Normally, investors can buy and sell units traded in the same counter or they can buy in one counter and sell in the other, provided that their brokers provide both HKD and RMB trading services at the same time and offer inter-counter transfer services to support dual counter trading.
Significance Of The Dual Counter Security In RMB Product Development
The listing of the Harvest ETF will increase the number of RQFII ETFs listed on the Exchange to four, the number of listed ETFs to 97 and the number of ETF managers to 20. As all units will be issued in RMB and the creation and redemption of RQFlI ETFs will be carried out only in RMB, the number of RMB products in the Exchange's markets will also be increased to 48: 47 in the securities market and one in the derivatives market.
A key advantage of a dual counter security for investors is that it offers the convenience of being able to trade in either one of the two currencies, while issuers are able to take advantage of a broader potential investor base. Investors who want to trade a dual counter security eligible for the Exchange's RMB Equity Trading Support Facility (TSF), such as the Harvest ETF, but do not have RMB can use the facility. The facility is designed to serve as a back-up to enable investors who wish to buy RMB-traded shares in the secondary market in HKD, if they do not have sufficient RMB or have difficulty in obtaining RMB from other channels.

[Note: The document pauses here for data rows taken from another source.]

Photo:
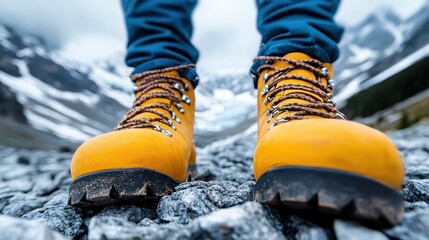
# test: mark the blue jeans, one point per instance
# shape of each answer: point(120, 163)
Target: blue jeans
point(159, 32)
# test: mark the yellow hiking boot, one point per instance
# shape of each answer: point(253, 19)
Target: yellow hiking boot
point(310, 159)
point(149, 153)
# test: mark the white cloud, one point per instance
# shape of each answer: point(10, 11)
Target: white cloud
point(225, 30)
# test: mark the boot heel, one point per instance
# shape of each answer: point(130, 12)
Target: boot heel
point(330, 193)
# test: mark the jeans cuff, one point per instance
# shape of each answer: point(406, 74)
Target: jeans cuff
point(189, 73)
point(281, 49)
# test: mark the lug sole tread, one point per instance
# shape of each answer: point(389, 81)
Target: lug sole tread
point(330, 193)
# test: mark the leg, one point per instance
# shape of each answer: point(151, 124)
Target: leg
point(298, 26)
point(159, 33)
point(309, 158)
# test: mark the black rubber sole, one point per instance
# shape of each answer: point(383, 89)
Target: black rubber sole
point(325, 193)
point(133, 186)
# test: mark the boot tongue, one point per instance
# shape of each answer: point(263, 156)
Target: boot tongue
point(157, 100)
point(299, 71)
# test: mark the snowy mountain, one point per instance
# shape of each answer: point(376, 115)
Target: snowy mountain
point(379, 47)
point(74, 101)
point(47, 94)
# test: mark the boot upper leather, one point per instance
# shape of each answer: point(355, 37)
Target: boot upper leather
point(317, 141)
point(144, 147)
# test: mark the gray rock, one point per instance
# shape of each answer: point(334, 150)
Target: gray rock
point(59, 197)
point(199, 198)
point(346, 230)
point(106, 228)
point(129, 212)
point(15, 228)
point(246, 221)
point(416, 206)
point(417, 190)
point(228, 160)
point(64, 219)
point(415, 226)
point(297, 228)
point(20, 204)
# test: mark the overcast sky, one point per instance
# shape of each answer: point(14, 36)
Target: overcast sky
point(225, 30)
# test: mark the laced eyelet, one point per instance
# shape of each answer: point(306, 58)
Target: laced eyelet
point(265, 77)
point(186, 99)
point(180, 107)
point(264, 90)
point(331, 83)
point(325, 71)
point(175, 117)
point(158, 128)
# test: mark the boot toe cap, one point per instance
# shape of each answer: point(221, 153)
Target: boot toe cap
point(133, 148)
point(333, 144)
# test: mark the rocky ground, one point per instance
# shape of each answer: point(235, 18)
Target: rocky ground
point(34, 185)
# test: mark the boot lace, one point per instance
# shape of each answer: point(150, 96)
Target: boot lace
point(301, 110)
point(168, 87)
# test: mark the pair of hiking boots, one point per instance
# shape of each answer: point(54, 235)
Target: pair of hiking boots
point(308, 157)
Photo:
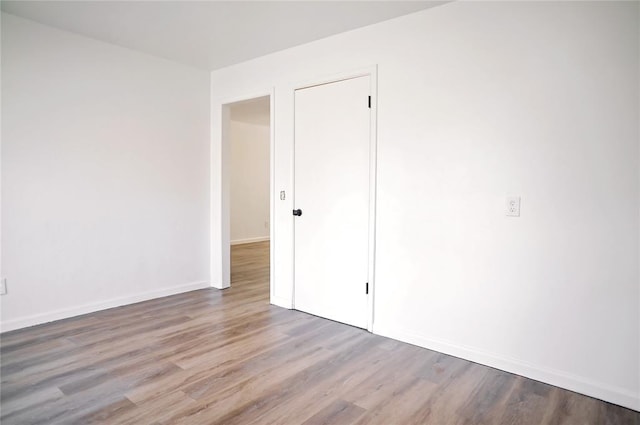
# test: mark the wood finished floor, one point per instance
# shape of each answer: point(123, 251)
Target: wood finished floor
point(228, 357)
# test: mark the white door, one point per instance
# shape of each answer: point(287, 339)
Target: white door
point(332, 148)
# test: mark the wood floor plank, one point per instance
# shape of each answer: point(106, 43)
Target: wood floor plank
point(229, 357)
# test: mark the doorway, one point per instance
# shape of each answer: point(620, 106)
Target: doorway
point(248, 151)
point(333, 202)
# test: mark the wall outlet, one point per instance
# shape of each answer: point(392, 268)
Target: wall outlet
point(513, 206)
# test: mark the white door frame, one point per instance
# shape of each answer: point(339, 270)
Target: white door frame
point(225, 177)
point(372, 72)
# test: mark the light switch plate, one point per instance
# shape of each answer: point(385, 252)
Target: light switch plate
point(513, 206)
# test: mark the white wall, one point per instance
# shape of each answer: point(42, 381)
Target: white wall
point(105, 175)
point(249, 181)
point(477, 100)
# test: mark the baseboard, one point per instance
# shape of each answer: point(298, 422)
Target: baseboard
point(281, 302)
point(249, 240)
point(579, 384)
point(38, 319)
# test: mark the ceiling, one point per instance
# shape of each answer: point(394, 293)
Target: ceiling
point(210, 34)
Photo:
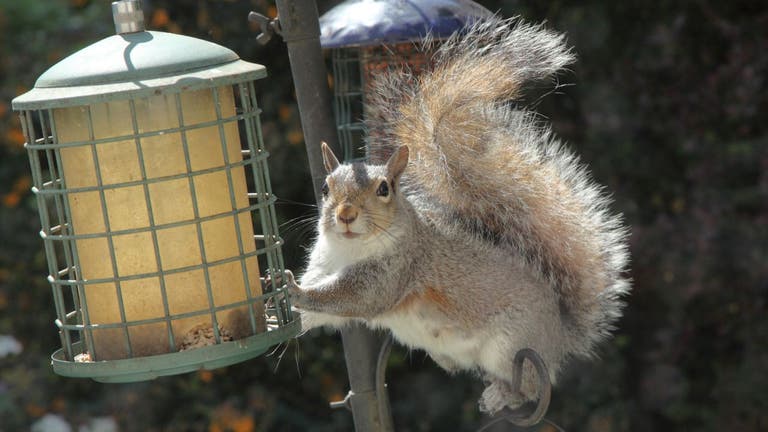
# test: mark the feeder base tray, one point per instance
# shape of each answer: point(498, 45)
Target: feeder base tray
point(147, 368)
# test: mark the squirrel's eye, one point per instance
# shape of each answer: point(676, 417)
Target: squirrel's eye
point(383, 190)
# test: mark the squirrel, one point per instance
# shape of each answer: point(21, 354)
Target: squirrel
point(472, 232)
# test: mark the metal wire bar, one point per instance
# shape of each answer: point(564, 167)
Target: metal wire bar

The official net asset value (NAV) per unit and the near real time estimated NAV (iNAV) will also be calculated and published in RMB. The NAV per unit and the iNAV in HKD will be available on the website of the RQFII ETF or its manager for reference (the NAV and iNAV per unit in HKD will be calculated by converting the NAV and iNAV per unit in RMB into HKD using the foreign exchange rate specified by the RQFII ETF manager or its agent and dis closed on the manager's website or the ETF website).
The Exchange hopes that offering investors a choice of trading a security in RMB or HKD will further enhance its position as a leading international market and Hong Kong's role as an offshore RMB centre.